The rest of the letter continues to explain that Los Alamos is still be assembled, and that the living arrangements weren’t quite worked out. It was an understatement — Los Alamos was famous for being a mud pit of prefabricated housing during the war years.
It seems that by this point, Fermi was more or less given carte blanche — except, of course, that because he was so important to the project, he was disallowed from flying and had to have a bodyguard/chauffeur at all times. His wife, Laura, recounted later that:
The rules General Groves had set could have been chosen by a wise mother for her teen-age daughter. Enrico was not to walk by himself in the evening, nor was he to drive without escort to the newly built Argonne Laboratory twenty miles from our home.

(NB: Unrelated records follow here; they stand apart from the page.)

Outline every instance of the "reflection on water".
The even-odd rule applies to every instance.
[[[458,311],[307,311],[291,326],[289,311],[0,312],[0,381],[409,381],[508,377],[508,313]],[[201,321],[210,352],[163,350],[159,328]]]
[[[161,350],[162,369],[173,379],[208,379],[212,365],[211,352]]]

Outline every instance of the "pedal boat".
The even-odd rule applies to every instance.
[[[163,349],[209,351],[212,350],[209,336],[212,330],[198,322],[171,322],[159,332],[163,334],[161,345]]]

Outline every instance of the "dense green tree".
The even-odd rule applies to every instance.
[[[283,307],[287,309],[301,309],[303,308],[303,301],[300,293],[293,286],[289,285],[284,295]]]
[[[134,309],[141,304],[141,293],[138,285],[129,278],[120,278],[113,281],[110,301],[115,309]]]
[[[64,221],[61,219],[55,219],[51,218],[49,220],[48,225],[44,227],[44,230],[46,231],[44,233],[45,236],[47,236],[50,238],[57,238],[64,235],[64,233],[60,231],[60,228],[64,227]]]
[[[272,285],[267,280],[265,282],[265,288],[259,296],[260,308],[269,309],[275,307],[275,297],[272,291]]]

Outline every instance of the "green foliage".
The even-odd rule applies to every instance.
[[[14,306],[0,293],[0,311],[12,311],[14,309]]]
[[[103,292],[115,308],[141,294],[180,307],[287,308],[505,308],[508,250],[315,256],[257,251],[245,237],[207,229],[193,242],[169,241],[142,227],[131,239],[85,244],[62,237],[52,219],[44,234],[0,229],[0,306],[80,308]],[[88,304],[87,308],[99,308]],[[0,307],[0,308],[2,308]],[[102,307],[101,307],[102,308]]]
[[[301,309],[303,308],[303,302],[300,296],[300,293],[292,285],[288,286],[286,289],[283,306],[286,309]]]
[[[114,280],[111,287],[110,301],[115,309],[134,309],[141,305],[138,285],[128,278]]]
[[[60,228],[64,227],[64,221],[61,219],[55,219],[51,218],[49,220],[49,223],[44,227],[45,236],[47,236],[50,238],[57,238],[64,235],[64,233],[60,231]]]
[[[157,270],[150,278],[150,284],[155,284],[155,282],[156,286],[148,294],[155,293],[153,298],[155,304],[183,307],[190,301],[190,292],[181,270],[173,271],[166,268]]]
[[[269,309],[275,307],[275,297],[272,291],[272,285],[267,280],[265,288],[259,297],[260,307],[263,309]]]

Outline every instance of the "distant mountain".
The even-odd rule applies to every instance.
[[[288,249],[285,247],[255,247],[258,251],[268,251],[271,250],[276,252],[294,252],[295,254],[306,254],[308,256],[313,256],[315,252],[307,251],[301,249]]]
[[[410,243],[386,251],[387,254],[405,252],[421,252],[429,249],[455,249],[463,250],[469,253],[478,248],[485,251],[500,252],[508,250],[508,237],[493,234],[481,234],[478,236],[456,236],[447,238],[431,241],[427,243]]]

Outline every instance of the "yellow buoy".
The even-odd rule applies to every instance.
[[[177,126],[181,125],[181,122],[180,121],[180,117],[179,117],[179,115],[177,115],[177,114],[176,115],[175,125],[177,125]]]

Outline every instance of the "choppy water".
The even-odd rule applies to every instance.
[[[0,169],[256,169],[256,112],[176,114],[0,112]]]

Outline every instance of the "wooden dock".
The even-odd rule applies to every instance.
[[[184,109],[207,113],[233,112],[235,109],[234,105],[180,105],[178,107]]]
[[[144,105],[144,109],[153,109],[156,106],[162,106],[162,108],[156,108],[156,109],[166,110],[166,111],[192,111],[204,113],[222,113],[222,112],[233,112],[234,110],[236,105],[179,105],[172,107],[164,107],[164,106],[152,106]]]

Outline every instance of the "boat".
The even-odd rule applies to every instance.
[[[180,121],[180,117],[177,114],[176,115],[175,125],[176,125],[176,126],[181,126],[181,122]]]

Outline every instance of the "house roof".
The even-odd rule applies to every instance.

Even in 1944, however, Manhattan Project officials worried that Fermi might want to return to Italy after the war — with their secrets. It didn’t happen.
One wonders if, had the suspicion and paranoia gotten their way, and all people of German, Hungarian, or Italian descent had been cut out of the bomb project, whether it would have worked. Personally, I doubt it. Cut out Fermi, Bethe, Szilard, Teller, Wigner, Segrè, and Fuchs (yes, even Fuchs, who, for all his spying, was actually an important contributor) and you end up with quite a gutted Los Alamos.
It would have been a curious irony if, having fled Fascism in Europe, they found themselves too suspicious to employ in the United States.